L’OBESITE ET LA SURVENUE DE MALADIES CARDIOVASCULAIRES ET METABOLIQUES

Nous avons trouvé dans cette étude des liens entre l’augmentation de l’IMC et le risque de survenue de l’hypertension artérielle et/ou du diabète. En effet dans le groupe 1 constitué des sujets d’IMC normal nous avons trouvé 7,2% de sujets hypertendus qui étaient tous des hommes contre 91,8% ne présentant pas un profil hypertendu (p = 0,0068 et RR = 18,47% ; IC (95%) : 12,6 – 21,4). En revanche, chez les sujets en surpoids ou obèses la prévalence des personnes hypertendues était statistiquement plus élevée, respectivement 7,6% et 37,39% dans les groupes 2 et 3 (p= 0,02 et RR = 0,22 ; IC (95%) : 0,02 – 1,56 uniquement dans le groupe 2).
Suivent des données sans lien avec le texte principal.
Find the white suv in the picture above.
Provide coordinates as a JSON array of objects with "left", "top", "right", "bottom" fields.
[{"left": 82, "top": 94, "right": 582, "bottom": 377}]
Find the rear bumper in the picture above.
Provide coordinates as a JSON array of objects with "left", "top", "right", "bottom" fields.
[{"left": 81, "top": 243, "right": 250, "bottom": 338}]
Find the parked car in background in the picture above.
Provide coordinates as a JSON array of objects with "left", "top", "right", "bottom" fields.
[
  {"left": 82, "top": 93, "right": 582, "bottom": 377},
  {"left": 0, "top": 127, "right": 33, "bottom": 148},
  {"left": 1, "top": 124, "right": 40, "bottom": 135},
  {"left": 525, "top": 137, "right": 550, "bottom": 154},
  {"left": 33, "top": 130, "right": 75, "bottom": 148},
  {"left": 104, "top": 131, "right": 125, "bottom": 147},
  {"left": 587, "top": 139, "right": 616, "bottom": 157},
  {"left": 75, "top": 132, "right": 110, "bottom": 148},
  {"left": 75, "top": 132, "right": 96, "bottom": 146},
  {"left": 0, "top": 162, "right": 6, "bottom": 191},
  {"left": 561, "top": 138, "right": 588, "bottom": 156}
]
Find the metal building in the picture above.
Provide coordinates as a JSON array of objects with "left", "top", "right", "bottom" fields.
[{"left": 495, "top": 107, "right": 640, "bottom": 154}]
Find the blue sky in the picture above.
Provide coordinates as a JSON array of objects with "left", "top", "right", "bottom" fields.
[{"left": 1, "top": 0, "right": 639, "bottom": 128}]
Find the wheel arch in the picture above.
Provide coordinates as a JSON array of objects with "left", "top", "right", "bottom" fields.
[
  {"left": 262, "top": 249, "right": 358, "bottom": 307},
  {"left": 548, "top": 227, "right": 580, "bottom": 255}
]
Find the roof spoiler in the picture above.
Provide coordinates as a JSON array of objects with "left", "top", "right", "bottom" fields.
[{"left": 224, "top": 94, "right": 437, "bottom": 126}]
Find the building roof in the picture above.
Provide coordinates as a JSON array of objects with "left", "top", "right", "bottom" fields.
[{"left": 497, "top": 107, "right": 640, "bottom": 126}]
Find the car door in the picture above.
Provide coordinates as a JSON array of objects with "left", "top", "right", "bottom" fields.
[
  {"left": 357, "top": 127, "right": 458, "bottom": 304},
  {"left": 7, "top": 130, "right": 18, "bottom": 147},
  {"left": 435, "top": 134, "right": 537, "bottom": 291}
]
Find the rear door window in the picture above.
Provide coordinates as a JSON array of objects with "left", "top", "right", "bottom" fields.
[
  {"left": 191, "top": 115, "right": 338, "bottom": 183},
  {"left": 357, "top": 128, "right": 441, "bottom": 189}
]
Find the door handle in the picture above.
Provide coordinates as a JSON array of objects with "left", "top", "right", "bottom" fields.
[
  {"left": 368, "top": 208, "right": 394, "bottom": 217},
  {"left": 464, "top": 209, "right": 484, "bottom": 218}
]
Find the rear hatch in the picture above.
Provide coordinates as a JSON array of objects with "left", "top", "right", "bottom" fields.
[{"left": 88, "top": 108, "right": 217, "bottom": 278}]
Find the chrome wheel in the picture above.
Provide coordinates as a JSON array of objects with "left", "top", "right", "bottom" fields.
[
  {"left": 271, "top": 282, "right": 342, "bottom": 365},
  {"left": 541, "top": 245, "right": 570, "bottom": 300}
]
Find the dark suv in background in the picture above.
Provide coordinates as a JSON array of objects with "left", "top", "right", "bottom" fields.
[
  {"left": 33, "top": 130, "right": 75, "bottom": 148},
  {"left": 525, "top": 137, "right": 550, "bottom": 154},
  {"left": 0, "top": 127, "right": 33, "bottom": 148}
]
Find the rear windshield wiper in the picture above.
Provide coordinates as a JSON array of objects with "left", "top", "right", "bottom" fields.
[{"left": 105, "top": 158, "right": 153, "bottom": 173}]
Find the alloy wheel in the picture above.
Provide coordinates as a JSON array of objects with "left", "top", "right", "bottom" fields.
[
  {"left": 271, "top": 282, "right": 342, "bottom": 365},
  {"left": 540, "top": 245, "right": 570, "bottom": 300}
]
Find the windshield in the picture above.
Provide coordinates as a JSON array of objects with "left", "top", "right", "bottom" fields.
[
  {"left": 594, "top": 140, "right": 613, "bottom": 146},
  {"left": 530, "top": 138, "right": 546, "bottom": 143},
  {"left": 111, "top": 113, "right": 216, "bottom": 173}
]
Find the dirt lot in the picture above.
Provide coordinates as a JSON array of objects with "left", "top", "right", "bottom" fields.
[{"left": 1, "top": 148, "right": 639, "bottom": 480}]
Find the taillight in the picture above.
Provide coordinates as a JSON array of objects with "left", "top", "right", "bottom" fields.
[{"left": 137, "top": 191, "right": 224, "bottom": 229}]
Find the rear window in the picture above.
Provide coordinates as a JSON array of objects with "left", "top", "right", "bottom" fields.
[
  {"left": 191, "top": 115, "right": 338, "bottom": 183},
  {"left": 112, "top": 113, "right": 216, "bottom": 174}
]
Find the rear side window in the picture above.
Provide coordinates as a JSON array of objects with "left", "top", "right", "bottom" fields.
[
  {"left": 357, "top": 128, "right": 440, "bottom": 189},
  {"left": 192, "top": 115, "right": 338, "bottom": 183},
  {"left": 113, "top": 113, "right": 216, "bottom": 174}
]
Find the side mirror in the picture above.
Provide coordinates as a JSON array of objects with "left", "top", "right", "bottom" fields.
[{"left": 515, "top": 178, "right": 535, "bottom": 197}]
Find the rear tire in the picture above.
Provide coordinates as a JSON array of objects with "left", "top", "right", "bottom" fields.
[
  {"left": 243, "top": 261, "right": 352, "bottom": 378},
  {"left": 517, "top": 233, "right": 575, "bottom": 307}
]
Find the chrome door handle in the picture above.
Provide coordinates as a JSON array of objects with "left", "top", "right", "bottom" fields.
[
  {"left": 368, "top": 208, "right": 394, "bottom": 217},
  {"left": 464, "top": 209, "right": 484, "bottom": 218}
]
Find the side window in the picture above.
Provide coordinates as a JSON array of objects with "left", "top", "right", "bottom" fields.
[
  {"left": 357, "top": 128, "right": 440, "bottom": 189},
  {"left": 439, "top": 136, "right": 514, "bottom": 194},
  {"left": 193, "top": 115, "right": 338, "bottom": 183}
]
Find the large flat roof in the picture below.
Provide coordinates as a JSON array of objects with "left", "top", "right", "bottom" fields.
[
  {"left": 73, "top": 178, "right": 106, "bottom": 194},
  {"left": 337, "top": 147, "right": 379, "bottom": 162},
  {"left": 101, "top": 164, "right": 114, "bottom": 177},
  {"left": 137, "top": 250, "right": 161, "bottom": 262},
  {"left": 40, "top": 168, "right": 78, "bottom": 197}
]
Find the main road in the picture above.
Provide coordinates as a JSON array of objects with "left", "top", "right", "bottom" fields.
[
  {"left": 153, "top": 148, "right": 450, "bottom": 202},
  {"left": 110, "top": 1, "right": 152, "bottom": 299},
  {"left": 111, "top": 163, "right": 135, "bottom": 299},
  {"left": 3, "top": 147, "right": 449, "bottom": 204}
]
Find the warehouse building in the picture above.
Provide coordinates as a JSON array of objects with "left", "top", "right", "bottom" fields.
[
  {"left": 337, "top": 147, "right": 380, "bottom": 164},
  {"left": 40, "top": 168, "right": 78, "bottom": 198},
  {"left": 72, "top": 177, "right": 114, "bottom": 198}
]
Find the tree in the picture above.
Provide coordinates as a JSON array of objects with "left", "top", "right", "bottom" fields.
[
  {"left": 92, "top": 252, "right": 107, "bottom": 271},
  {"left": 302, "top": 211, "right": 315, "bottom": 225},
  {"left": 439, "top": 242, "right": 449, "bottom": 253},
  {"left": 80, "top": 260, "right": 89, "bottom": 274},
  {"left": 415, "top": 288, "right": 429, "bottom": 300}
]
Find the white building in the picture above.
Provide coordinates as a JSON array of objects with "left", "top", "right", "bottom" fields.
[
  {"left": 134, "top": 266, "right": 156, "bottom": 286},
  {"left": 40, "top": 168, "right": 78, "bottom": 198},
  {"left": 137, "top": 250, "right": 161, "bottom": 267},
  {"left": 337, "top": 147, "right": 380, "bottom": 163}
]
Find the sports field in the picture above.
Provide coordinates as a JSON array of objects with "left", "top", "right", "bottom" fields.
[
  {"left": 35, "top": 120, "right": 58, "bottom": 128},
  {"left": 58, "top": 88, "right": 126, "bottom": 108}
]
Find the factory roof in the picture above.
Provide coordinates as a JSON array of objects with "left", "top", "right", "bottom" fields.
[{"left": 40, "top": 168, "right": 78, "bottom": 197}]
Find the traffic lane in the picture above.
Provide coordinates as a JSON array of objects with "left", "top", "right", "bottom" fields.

En ce qui concerne la glycémie, l’état d’hyperglycémie était corrélé avec l’augmentation de l’IMC. En effet, nos résultats ont montré que 20,3% des individus du groupe 2 étaient diabétiques versus 79,7% (p = 0,03 et RR = 2,58 ; IC (95%) : 1,54 – 4,6). De plus, des corrélations positives entre l’IMC et la glycémie d’une part ; et entre l’IMC et la PAM d’autre part ont été observées (p<0,0001 et r= 0,3318 et p<0,0001et r= 0,5735 respectivement). Nos résultats vont dans le même sens 65 que ceux de la littérature. En effet, Sobngwi et coll. [80] ont démontré lors d’une étude réalisée au Cameroun en 2004, que la durée d’exposition à la vie urbaine est positivement corrélée à l’IMC, la tension artérielle et le glucose sanguin. Une étude récemment réalisée à Dakar a montré que la prévalence de l’obésité chez les diabétiques de type 2 est très élevée, elle varie entre 14 % et 35% [55]. Par ailleurs, Cooper et coll. [21] ont montré la relation qui existe entre l’IMC et le risque de survenue d’HTA au sein d’une population originaire de l’Afrique de l’Ouest. Il existe un gradient de prévalence de l’HTA, parallèlement à l’augmentation de l’IMC, entre des populations résidant en Afrique de l’Ouest, aux Caraïbes, et la population noire de la banlieue de Chicago aux Etats-Unis [21]. L’élévation proportionnelle de l’IMC et de la prévalence de l’HTA suit globalement le degré d’occidentalisation du mode de vie et du changement du régime alimentaire qui porte essentiellement sur l’apport en excès de nutriments énergétiques.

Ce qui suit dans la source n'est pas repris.